Simple et « logique », explique Hélias Millerioux qui ne manque ni d’énergie ni d’imagination : partir de l’océan Pacifique et y retourner par la rivière, tout en grimpant le Mont Logan, deuxième plus haut sommet d’Amérique du nord, culminant à 5959 m. Une expédition d’une cinquantaine de jours en autonomie totale à ski, monoski ou snow, marche et packraft. Avec au passage une première mondiale : rider l’East ridge, une arrête de 3800 m de dénivelé, doublée d’une première perso : une descente en eaux vives.
« Le Yukon, l’Alaska pour moi, c’était un voyage à la ‘Into the wild’. L’idée a muri sur plusieurs années », raconte Hélias. « Depuis 2011, je vais grimper dans la région. Une année, lors d’un road trip, en passant à Chitina, seul village le long de la rivière, j’ai souhaité revenir découvrir les lieux et descendre ce cours d’eau, pour faire autre chose que de la grimpe. J’en avais assez du « avion/ glacier/ grimpe/puis tu rentres ». J’ai commencé à regarder de près la région, un coin où tu ne croises personne avec des paysages incroyables. Et le projet a commencé à prendre forme pour aboutir en avril 2019. Il m’aura fallu trois ans pour le ficeler. »
Comment on monte une expédition pareille ?
« C’est très compliqué de trouver des partenaires sur un trip mixant trekking, alpi et ski sur le Mont Logan, à près de 6000 m, et descente en eaux vives, une idée qui m’est venue sur le tard. J’ai appris que des Polonais avaient déjà réalisé une partie de ce périple, en trekking. Mais mal équipés, ils ont dû s’arrêter. A ski, nous, on ne pouvait qu’être plus rapides. Et le packraft devait régler le problème de la descente de la rivière.
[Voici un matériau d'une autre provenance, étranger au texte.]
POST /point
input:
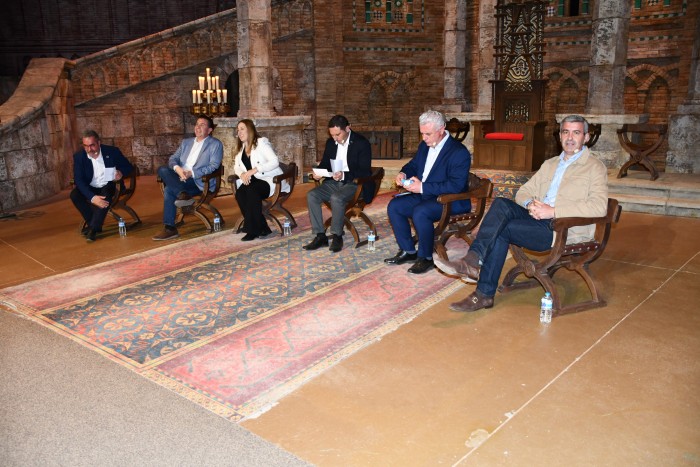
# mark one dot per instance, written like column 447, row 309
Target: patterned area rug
column 234, row 326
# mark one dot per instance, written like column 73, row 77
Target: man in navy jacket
column 194, row 158
column 440, row 166
column 96, row 170
column 348, row 155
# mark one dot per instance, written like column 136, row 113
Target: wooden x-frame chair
column 575, row 257
column 273, row 206
column 202, row 201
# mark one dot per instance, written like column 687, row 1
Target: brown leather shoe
column 184, row 199
column 475, row 301
column 467, row 267
column 168, row 233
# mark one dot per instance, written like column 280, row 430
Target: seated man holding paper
column 96, row 168
column 347, row 156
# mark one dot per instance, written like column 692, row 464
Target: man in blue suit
column 96, row 168
column 440, row 166
column 182, row 176
column 347, row 156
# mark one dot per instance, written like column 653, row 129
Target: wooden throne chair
column 514, row 138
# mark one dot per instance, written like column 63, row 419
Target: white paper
column 337, row 165
column 322, row 172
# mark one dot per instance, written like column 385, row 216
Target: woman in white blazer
column 256, row 164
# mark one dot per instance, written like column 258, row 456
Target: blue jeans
column 506, row 222
column 173, row 187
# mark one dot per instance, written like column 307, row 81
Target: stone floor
column 616, row 385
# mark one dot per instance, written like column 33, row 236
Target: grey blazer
column 209, row 159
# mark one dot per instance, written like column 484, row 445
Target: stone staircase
column 671, row 194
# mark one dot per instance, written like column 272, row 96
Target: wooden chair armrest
column 452, row 197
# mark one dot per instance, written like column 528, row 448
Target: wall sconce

Reste qu’on a fait deux faux départs, suite à du retard dans l’organisation logistique dans un premier temps, puis à cause d’une blessure. A chaque tentative, se posait aussi le problème des permis de passage de la frontière entre le Canada et l’Alaska, pas si faciles à obtenir. Par ailleurs, certains membres de l’équipe n’étaient pas chauds pour faire l’approche, très longue, quand d’autres ne se voyaient pas sur la partie eaux vives. Au final, à la troisième tentative, on était bien. Thomas Delfino – avec qui j’avais déjà fait une grandiose expédition sur les grands glaciers du Pakistan – un super organisateur, était très motivé. Alexandre Marchesseau, un copain guide qui est aussi cameraman, était assez fou cette année-là pour être tenté par l’aventure. Enfin Greg Douillard, moniteur d’eau vive, était l’homme qu’il nous fallait pour le trip de retour vers l’océan car aucun d’entre nous n’avait d’expérience sur l’eau, à part une petite semaine d’initiation ! Sans lui, c’était un peu léger …
Au départ, on a pensé au packraft, histoire de rester dans le concept de l’autonomie totale, mais s’imaginer arriver sur une rivière de classe 3 totalement défoncés après 40 jours d’expédition sur les glaciers à porter nos luges, skis, provisions, peaux de phoques et … nos kayaks. Non, c’était la limite du matériel. Du coup on a opté pour le drop d’un cataraft. Et on a bien fait !
Et comment on gère les galères ?
« Dans les expéditions, tu as toujours des imprévus, ça fait partie de l’aventure, mais j’avoue que là, on les accumulés. Et chaque fois qu’on gagnait de la confiance, une surprise nous sautait aux yeux. Déstabilisant ! Et ça, dès le début où, faute de neige on n’a pas pu utiliser les luges. Nous avions chacun 80 kg de matos et de nourriture. On a dû les splitter en deux – 40 kg quand même – et faire des allers-retours sur le glacier au rythme de 5 km par jour. Résultat, on a mis trois jours pour arriver jusqu’à la glace.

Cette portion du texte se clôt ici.